Tier 1: Brave Search API (fast, free tier, 2k req/month)
    ↓ (on block/empty/timeout)
Tier 2: Bright Data Web Unlocker (residential proxy, JS-render optional)
    ↓ (on block/429/timeout)
Tier 3: Playwright headless browser (full JS execution)

Quick Start

from scripts.phoenix_scraper import scrape

# Basic fetch
result = scrape("https://example.com/page")

# With JS rendering (for SPA/dynamic sites)
result = scrape("https://example.com/page", render_js=True)

# With specific Bright Data zone
result = scrape("https://linkedin.com/jobs/...", zone="job_search_scraper")

Zone Routing

Use CaseZone
Job boards (LinkedIn, Glassdoor, Reed, Indeed)job_search_scraper
Social media, news, general webweb_unlocker
X.com / TwitterUse X API v2 (see references/x-api.md)

Bright Data render_js

Set render_js=True for JS-heavy sites (CWJobs, TotalJobs, ContractorUK). Adds "render": True (boolean) to payload and uses 60s timeout.
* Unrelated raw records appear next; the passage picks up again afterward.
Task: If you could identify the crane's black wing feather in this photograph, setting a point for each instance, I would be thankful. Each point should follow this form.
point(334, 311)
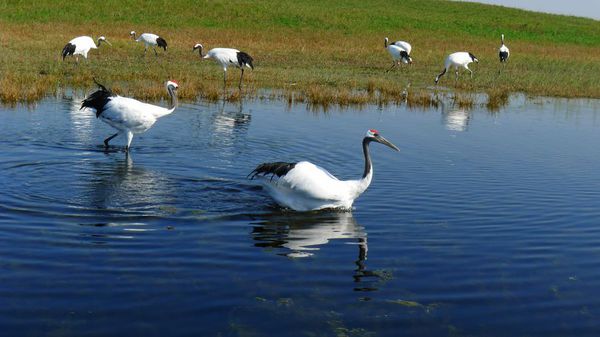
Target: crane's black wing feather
point(274, 169)
point(98, 99)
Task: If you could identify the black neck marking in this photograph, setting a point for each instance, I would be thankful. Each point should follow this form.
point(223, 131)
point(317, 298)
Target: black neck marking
point(368, 165)
point(245, 59)
point(162, 43)
point(98, 100)
point(69, 49)
point(278, 169)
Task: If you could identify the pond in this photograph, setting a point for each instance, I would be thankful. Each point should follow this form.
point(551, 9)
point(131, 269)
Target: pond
point(484, 224)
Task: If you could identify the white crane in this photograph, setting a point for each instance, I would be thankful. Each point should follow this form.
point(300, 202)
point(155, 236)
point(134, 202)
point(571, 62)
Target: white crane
point(125, 114)
point(457, 60)
point(81, 46)
point(400, 52)
point(304, 186)
point(228, 57)
point(503, 52)
point(150, 39)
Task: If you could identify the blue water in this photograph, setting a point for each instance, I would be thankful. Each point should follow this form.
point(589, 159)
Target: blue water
point(485, 224)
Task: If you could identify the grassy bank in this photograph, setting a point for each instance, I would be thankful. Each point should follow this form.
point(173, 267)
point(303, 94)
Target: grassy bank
point(315, 51)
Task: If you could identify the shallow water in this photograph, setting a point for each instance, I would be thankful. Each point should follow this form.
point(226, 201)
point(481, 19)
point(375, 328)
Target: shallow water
point(485, 224)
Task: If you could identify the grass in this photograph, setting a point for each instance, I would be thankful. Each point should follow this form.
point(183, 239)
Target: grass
point(317, 52)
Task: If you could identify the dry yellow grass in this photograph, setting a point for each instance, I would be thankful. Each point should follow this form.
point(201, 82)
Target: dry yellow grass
point(319, 66)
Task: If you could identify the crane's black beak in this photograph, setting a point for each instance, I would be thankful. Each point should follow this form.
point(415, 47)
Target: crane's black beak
point(386, 142)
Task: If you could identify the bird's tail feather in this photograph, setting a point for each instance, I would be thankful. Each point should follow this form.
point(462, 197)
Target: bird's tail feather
point(274, 169)
point(245, 60)
point(69, 49)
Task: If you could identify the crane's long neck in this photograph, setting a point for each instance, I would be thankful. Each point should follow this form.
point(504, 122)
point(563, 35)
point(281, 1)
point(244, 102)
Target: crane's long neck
point(368, 166)
point(174, 100)
point(368, 172)
point(172, 106)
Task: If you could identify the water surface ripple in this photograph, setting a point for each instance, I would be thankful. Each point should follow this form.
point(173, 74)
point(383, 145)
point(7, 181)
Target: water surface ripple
point(485, 224)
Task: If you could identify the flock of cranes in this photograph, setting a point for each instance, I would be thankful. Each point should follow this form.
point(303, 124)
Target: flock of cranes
point(301, 186)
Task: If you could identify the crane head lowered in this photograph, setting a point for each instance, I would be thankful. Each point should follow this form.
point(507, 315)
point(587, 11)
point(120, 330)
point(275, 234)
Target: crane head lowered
point(473, 58)
point(172, 84)
point(198, 46)
point(103, 39)
point(373, 135)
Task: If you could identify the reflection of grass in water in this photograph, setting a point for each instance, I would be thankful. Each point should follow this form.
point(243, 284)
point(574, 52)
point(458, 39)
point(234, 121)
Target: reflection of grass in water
point(332, 56)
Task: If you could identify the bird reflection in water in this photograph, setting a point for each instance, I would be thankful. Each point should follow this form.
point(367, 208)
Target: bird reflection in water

Critical: Use boolean True, not string "html" — Bright Data validation rejects strings.

Bright Data Premium Domains (Cost Note)

LinkedIn, Glassdoor, and other heavily-protected job boards may be classified as Premium Domains in your Bright Data zone (updated quarterly). API call syntax is identical — but cost per request is higher. Check your zone's Premium Domains list if costs spike unexpectedly.
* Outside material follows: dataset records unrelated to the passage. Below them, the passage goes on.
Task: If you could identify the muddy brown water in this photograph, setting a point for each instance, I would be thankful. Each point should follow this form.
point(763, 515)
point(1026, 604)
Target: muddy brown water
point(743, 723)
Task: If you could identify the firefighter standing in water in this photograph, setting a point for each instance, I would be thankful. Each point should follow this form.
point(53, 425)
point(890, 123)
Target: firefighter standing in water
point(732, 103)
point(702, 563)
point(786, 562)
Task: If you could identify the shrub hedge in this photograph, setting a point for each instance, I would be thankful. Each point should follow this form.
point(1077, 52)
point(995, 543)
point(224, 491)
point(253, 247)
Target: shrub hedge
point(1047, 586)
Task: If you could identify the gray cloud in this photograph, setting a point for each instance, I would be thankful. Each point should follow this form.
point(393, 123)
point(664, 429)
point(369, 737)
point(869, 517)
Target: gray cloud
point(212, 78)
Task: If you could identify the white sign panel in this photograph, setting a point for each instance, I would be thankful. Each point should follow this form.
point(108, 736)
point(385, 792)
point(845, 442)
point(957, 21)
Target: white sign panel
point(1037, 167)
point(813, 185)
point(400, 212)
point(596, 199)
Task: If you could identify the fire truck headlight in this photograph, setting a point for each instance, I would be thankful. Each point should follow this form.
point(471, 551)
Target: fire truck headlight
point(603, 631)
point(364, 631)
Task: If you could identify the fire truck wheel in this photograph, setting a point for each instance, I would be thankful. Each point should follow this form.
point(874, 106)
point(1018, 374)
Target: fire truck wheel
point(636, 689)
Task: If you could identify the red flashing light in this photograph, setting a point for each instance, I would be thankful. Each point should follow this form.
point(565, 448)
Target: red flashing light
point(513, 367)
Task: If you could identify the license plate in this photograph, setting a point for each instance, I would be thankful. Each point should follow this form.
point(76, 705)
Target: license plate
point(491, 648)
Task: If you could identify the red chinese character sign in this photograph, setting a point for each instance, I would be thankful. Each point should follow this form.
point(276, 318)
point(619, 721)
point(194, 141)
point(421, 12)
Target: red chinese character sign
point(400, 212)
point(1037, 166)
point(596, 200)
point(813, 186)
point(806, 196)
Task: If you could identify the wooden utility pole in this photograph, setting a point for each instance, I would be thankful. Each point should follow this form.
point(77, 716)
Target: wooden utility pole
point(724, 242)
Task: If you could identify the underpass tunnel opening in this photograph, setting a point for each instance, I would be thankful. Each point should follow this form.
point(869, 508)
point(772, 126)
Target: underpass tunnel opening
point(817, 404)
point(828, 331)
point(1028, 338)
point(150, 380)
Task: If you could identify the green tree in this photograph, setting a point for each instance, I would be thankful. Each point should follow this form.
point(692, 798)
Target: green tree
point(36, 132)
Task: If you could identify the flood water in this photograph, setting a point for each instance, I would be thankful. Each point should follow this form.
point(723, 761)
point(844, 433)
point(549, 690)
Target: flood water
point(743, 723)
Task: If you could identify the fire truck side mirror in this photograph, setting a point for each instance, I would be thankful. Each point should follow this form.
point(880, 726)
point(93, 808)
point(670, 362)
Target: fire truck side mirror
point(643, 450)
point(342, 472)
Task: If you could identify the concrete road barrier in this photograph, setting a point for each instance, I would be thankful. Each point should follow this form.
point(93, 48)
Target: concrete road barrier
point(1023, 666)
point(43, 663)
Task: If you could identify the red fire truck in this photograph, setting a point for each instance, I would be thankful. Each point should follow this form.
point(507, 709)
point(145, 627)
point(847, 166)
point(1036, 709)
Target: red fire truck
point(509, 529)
Playwright Stealth (2026 Enhancement)

For Tier 3, consider installing playwright-stealth to patch headless browser fingerprints — reduces detection on Cloudflare/advanced bot-protected sites:

pip install playwright-stealth
# Optional enhancement in phoenix_scraper.py Tier 3:
from playwright_stealth import stealth_sync
stealth_sync(page)

The base Playwright tier works without this, but stealth patching significantly improves success rates on heavily protected sites (Coupang, Naver, etc.) as of 2026.

URL Formatting

  • CWJobs/TotalJobs: use hyphen-slugs — finance-systems-consultant NOT finance+systems+consultant
  • Glassdoor: https://www.glassdoor.co.uk/Job/united-kingdom-{slug}-jobs-SRCH_IL.0,14_IN2_KO15,{end}.htm

Environment Variables

BRIGHT_DATA_API_KEY=<key>          # Bright Data API key
BRIGHT_DATA_ZONE=job_search_scraper # Default zone (override per-call)
BRAVE_API_KEY=<key>                # Brave Search API key
X_BEARER_TOKEN=<token>             # X API v2 bearer token (for X.com)

X.com Monitoring

For X/Twitter, use X API v2 (not scraping). See references/x-api.md for endpoint details and rate limits.

Error Handling

All tiers log failures before escalating. On total failure, returns {"success": False, "html": "", "method": "all_failed", "error": "<reason>"}.

Never raises exceptions — always returns a result dict.